L'histoire :
Au Mexique, dans une bâtisse au bord de l'eau, des femmes s’attellent au lavage du linge. L'une d'elle s'affaire à préparer des tortillas. Ayant besoin d'ingrédients et ayant les mains dans la pâte, elle s'égosille à appeler ce pauvre Pedro. Ne le voyant pas venir, cette dernière, furieuse, va le chercher en criant son nom dans toute la maisonnée. D'un pas vif, elle entre dans une pièce, pensant tomber sur Pedro... mais face à elle, lui fait face un homme inconnu. Il a le visage écorché vif, une bêche à la main et regarde la femme en silence. Cette dernière estomaqué n'arrive pas à dire un mot mais se retourne et sort de la bâtisse en courant. Dans la maison d'à coté, trois contremaîtres racontent leurs exploits jusqu'au moment où un hurlement perturbe leur conversation. En sortant à l'air libre, ils voient une femme courir et un homme qui la pourchasse avec une bêche en l'air. Le premier coup de bêche manque la femme de peu, qui s'écroule tout de même et se retrouve sur le dos face à son assaillant. Ce dernier n'a même pas le temps de relever son outil qu'un coup de feu retentit. Un des contremaître a tiré avec son six coups. En s'approchant, les hommes sont surpris de voir le visage du Calaveras. Cet homme n'est pas un cas isolé, un peu plus loin, une horde d'hommes et de femmes avec les visages écorchés vifs prennent d'assaut une hacienda...

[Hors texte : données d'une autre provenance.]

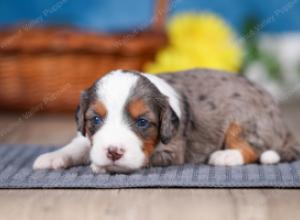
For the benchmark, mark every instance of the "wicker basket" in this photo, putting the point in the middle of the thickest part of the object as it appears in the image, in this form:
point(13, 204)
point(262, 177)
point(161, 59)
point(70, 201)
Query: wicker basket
point(45, 69)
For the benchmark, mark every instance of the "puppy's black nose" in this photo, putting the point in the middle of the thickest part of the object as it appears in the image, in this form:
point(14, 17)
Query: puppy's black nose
point(115, 153)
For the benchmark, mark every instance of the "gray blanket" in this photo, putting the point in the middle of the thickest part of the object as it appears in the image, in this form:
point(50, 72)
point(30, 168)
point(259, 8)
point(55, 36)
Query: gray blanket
point(16, 172)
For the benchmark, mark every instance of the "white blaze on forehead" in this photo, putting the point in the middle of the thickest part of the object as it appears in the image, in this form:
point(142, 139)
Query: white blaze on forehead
point(114, 90)
point(166, 90)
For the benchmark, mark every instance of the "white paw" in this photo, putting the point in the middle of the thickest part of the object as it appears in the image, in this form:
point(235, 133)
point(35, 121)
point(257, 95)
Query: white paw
point(97, 169)
point(269, 157)
point(226, 158)
point(52, 161)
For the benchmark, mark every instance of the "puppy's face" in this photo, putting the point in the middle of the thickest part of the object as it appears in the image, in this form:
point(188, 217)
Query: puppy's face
point(125, 116)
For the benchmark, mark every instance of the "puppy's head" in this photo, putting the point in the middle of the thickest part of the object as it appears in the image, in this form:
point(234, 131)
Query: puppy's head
point(125, 115)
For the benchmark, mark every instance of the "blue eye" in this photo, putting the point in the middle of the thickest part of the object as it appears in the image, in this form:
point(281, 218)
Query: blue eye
point(142, 123)
point(96, 120)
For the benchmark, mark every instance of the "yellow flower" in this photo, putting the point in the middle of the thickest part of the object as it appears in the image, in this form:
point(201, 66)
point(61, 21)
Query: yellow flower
point(198, 40)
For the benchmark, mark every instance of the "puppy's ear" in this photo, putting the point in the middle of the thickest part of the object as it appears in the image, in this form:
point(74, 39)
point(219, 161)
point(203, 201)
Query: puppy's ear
point(169, 123)
point(80, 112)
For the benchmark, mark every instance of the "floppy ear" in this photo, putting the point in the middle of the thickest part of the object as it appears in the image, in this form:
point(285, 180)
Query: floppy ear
point(168, 125)
point(80, 112)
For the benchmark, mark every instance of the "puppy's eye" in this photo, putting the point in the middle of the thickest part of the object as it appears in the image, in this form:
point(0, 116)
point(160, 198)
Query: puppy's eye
point(96, 120)
point(142, 123)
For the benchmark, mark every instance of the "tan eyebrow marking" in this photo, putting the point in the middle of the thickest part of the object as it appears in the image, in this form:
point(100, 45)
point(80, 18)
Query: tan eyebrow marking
point(100, 109)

Ce qu'on en pense sur la planète BD :
Cet album est assez particulier dans le sens où il y a un fort déséquilibre entre le scénario et le dessin. A la lecture des 110 planches, le scénario nous guide et nous renseigne sur les croyances mexicaines et leur rapport à la mort. Ces Cavaleras sans visage tuent de façon désordonnée et avec froideur, tel des zombies. La comparaison avec les revenants d'outre tombe s’arrête là. Malgré tout, l'album est très rythmé et le lecteur est pris dans cette course effrénée pour la survie afin d'échapper aux têtes de morts. Le scénario est basé sur l'action pure, sans double lecture qui tiendrait son spectateur en haleine, à défaut de la perdre dans cette fuite vers l'avant. Le découpage des planches est traditionnel, cependant l'histoire est découpée en scènes plus ou moins longues, à la façon d'un script de film. Le début de l'album, avec la prise de l'hacienda, est assez caractéristique du choix scénaristique de l'auteur, car l'attaque est vue par trois groupes sociaux différents, et découpée ainsi : les bourgeois, les bonnes et les contremaîtres. Une façon de faire peu conventionnelle, qui amène une certaine plus-value à l’immersion dans l'histoire. Au niveau du dessin, Pierre Place montre un trait réaliste et très détaillé, même sur les cases de paysages. Une mention artistique spéciale est la très belle double page montrant deux Calaveras sur leur chevaux tenant un six coup à la main, fonçant au galop sous la pluie. La détermination se lit sur leurs visages livides, sans autre émotion que leur regards. Les animaux sont extrêmement bien détaillés et proportionnés. Graphiquement ce western mexicain est vraiment très beau. Ainsi, même si le scénario, axé sur les croyances mexicaines, se résume à un épisode de courses effrénées pour la survie, le dessin sublime vraiment l'album et mérite le coup d’œil.